Subroto, yang seusai memberi pengarahannya, mencanangkan
pembukaan simposium dua hari itu.
Seperti negara industri maju lainnya, Swedia menghadapi problema
kelebihan produksi berbagai teknologinya. Mau tak mau harus
dicari pasaran baru dan sudah sewajarnya kalau Indonesia menjadi
salah satu sasarannya. Karena seperti dikemukakan Menteri
Subroto, 80% penduduk Indonesia tinggal di pedesaan, dan baru
12,6% menikmati listrik. "Ini tentunya merupakan tantangan bagi
negara kami," ujar menteri.
Para pengusaha Swedia yang bergerak dalam bidang teknologi
pembangkit dan penyaluran listrik, dipimpin Wakil Menteri
Industri yang merangkap Pembantu Sekretaris Negara bidang
Energi, Ulf Dahlsten, memperkenalkan teknologi pembangkit
listrik yang berasal dari tenaga gas, batu bara dan bahkan kayu
di samping tenaga nuklir. Juga sokoguru lain dalam teknologi
perlistrikan: penyaluran dan sistem distribusi. Semua itu tentu
sangat relevan dengan tujuan Indonesia yang seperti dikemukan
Menteri Subroto, berusaha mengurangi ketergantungannya pada
energi minyak bumi, dengan cara mengembangkan penganekaragaman
penggunaan energi lain.
Khususnya di bidang pembangkitan listrik, sebanyak 60% produksi
listrik Indonesia bersumber pada energi minyak bumi dan hanya
11% pada tenaga air. Sementara konsumsi total energi di
Indonesia bahkan 80% tergantung dari minyak bumi itu. Di Swedia
- negeri dingin berpenduduk 8 juta - hanya 60% konsumsi energi
total bersumber pada minyak bumi. Sebagian besar dipergunakan
untuk keperluan pemanasan. Di sektor pembangkitan listrik
peranan minyak bumi sangat kecil, kurang dari 7%, dan itu pun
untuk pembangkit listrik yang di samping listrik, juga
menghasilkan panas.
Bagian terbesar dari produksi listrik di Swedia berasal dari
tenaga air (63%) dan dari tenaga nuklir (25%). Sisanya dipenuhi
batu bara, gas, kayu, dan mirnyak. Karena itu pengembangan
teknologi tenaga air di Swedia cukup menarik perhatian para
peserta simposium energi itu.
Pengembangan pembangkit tenaga air di Swedia tidak tergantung
dari pertimbangan teknis atau ekonomis. "Tapi bisakah proyek
baru itu diterima sehubungan dengan efeknya atas lingkungan
hidup," ujar Stig Angelin dari Dewan Ketenagaan Negara Swedia.

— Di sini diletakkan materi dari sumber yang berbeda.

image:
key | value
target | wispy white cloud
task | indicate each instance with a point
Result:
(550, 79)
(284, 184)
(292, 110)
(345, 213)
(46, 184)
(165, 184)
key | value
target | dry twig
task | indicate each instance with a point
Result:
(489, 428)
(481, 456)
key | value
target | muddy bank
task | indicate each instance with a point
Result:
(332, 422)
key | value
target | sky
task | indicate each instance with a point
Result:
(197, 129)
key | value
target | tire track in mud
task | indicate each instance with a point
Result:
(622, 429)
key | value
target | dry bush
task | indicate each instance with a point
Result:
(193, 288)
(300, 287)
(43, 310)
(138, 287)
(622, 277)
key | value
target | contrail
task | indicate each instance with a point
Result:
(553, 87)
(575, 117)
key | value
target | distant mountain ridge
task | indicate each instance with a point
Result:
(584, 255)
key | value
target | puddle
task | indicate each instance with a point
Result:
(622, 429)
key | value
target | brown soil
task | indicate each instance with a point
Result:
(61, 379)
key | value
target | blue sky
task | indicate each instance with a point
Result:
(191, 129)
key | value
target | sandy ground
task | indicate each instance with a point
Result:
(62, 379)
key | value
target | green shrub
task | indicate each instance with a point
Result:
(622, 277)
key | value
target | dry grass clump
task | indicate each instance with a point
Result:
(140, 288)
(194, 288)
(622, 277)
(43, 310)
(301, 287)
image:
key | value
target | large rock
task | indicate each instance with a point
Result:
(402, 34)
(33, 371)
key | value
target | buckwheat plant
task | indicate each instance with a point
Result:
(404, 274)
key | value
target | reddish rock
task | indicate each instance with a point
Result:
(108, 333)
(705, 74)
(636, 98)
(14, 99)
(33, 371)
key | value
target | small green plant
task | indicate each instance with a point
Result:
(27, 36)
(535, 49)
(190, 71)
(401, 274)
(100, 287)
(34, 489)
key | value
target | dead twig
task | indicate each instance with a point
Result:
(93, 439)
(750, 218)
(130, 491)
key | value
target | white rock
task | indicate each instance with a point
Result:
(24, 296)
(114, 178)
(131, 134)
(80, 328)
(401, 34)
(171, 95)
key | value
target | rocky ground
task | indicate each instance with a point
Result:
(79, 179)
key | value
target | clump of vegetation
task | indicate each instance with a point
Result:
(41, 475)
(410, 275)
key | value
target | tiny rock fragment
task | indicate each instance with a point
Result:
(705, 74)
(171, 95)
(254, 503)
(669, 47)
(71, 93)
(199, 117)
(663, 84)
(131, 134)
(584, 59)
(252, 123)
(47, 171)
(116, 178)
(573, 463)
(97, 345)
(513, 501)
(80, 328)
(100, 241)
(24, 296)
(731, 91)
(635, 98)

Menurut taksiran, sekitar 30 TWJ per tahun masih merupakan
potensi tenaga air di Swedia, tapi Parlemen Swedia memutuskan
bahwa sebagian terbesar potensi sumber tenaga air itu tidak akan
diolah demi menjaga keutuhan lingkungan hidup.

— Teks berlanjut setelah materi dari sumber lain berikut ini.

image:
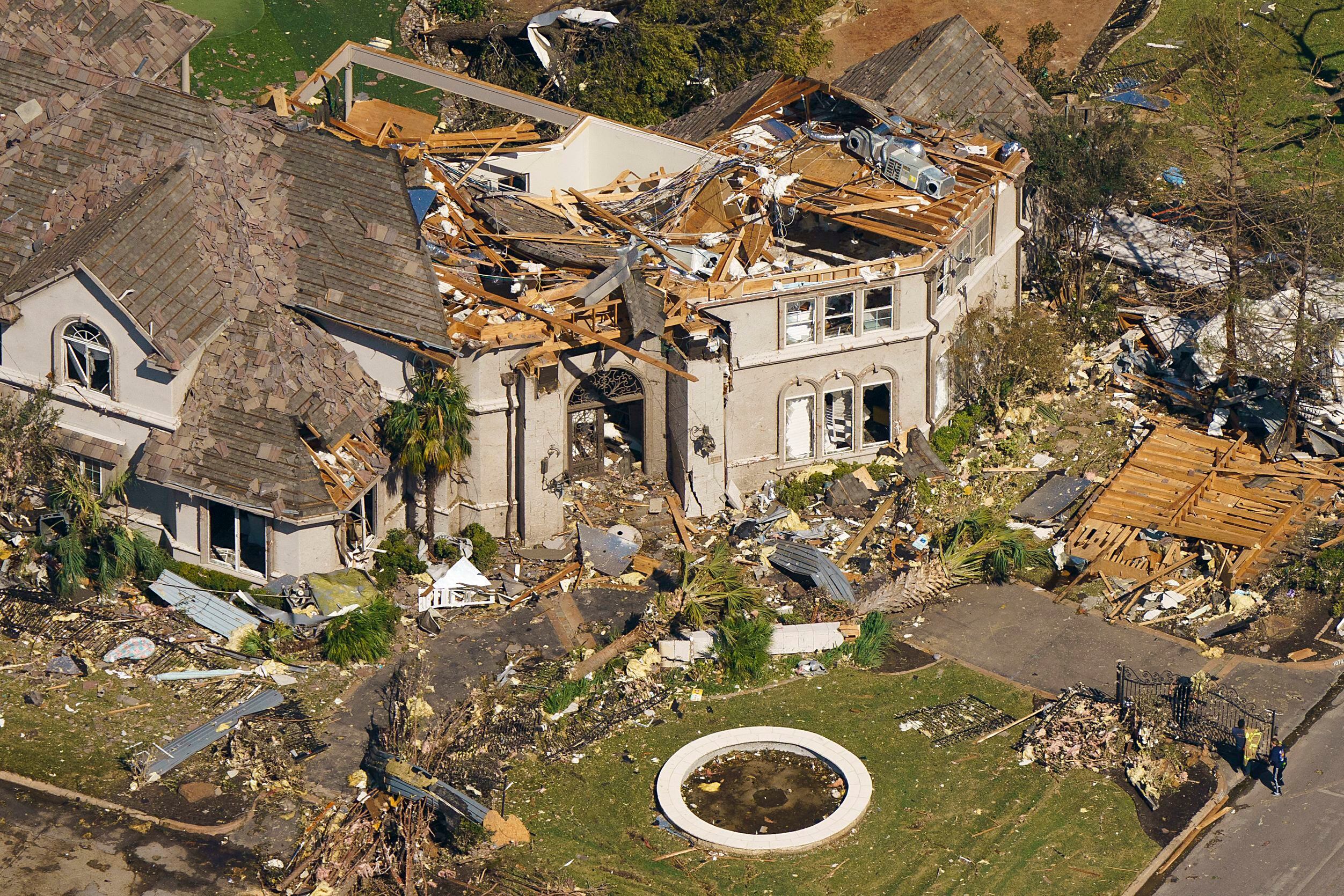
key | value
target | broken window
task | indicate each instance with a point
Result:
(237, 538)
(980, 234)
(961, 258)
(876, 310)
(799, 428)
(89, 469)
(838, 406)
(876, 414)
(800, 323)
(839, 315)
(88, 356)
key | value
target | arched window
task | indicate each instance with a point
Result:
(88, 356)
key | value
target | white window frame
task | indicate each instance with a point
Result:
(91, 469)
(81, 340)
(811, 402)
(827, 316)
(827, 425)
(798, 319)
(237, 566)
(892, 412)
(874, 315)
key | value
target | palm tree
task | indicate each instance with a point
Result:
(711, 586)
(980, 548)
(99, 546)
(428, 434)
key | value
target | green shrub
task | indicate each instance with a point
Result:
(958, 433)
(465, 10)
(874, 640)
(742, 643)
(363, 636)
(397, 555)
(559, 699)
(484, 547)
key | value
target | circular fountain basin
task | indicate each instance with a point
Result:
(686, 761)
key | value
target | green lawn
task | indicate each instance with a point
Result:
(960, 820)
(1311, 45)
(257, 43)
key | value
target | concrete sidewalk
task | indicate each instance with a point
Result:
(1287, 846)
(1020, 633)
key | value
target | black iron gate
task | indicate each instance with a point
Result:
(1202, 711)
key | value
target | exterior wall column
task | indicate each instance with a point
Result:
(698, 465)
(540, 459)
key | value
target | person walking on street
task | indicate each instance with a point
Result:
(1277, 762)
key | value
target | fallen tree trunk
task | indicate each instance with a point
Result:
(643, 632)
(476, 31)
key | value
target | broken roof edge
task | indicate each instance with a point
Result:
(358, 54)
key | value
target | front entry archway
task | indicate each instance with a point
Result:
(607, 423)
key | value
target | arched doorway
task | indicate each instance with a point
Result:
(607, 423)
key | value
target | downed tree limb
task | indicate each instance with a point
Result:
(611, 652)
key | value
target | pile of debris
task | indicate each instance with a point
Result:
(1191, 513)
(1081, 730)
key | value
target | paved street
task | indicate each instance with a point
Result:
(49, 847)
(1019, 633)
(1291, 846)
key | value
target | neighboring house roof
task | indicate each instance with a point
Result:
(112, 35)
(221, 219)
(143, 250)
(948, 74)
(719, 113)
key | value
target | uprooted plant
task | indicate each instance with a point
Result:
(713, 586)
(979, 548)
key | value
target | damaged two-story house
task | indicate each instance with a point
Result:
(768, 283)
(225, 302)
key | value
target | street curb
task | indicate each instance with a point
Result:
(74, 796)
(1178, 844)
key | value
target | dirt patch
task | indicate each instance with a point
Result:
(766, 791)
(890, 22)
(164, 801)
(903, 657)
(1291, 622)
(1178, 808)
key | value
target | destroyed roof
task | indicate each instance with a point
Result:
(721, 113)
(948, 73)
(143, 250)
(113, 35)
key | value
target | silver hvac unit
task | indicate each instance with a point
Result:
(901, 160)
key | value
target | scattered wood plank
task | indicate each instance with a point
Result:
(546, 583)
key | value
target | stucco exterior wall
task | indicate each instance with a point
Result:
(142, 398)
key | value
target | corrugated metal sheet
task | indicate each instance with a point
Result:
(201, 606)
(164, 759)
(808, 562)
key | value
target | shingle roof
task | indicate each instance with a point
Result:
(143, 249)
(363, 262)
(222, 218)
(949, 74)
(719, 113)
(112, 35)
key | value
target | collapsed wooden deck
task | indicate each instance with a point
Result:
(1196, 487)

Inilah, terutama, yang mendorong kecenderungan pembuatan
pembangkit minihidro yang berkapasitas di bawah 10 MW. Ini
tentunya sangat relevan dengan kebutuhan Indonesia yang sejak
Pelita III giat membangun PLTM itu. Potensi tenaga air di
Indonesia menurut angka resmi selama ini diperkirakan 31.000 MW,
tapi angka ini belakangan bahkan menjadi 62.000 MW. Sementara
potensi ribuan sungai kecil dan saluran irigasi belum masuk
hitungan, padahal diperkirakan mencapai beberapa ribu MW!
Meski begitu teknologinya tidak terlepas dari berbagai masalah,
antaranya uang. "Hambatan utama dari sistem PLTM konvensional,
ialah investasinya yang tinggi," ujar Ir. Harry Sostrosewoyo
dari ITB dalam Seminar Mini Hidro di BPP Teknologi, November
lalu (TEMPO, 11 Desember). Untuk PLTM berkapasitas 80 KW
misalnya, diperlukan biaya sekitar Rp 80 juta (sebelum
devaluasi). Hampir separuh dari ini adalah untuk pekerjaan sipil
seperti saluran air untuk turbin, pintu air, bangunan rumah
pembangkit, dan lain sebagainya.
Suatu perkembangan menarik yang ditawarkan Swedyards ialah yang
dinamakannya Skandia Mini Hydro Power Station atau PLTM
'Skandia'. Keistimewaannya ialah karena sebagian besar dibuat di
pabrik sebagai kemasan dengan jangkauan kapasitas dari 100
sampai 500 KW. Karena pendekatan ini biaya pekerjaan sipil bisa
ditekan serendah mungkin. PLTM 'Skandia' ini dirancang dengan
turbin jenis Kaplan dan dipergunakan dalam sungai kecil atau
saluran dengan selisih permukaan air antara 3 sampai 16 meter
dan kederasan air sebesar 1-8 m3 per detik.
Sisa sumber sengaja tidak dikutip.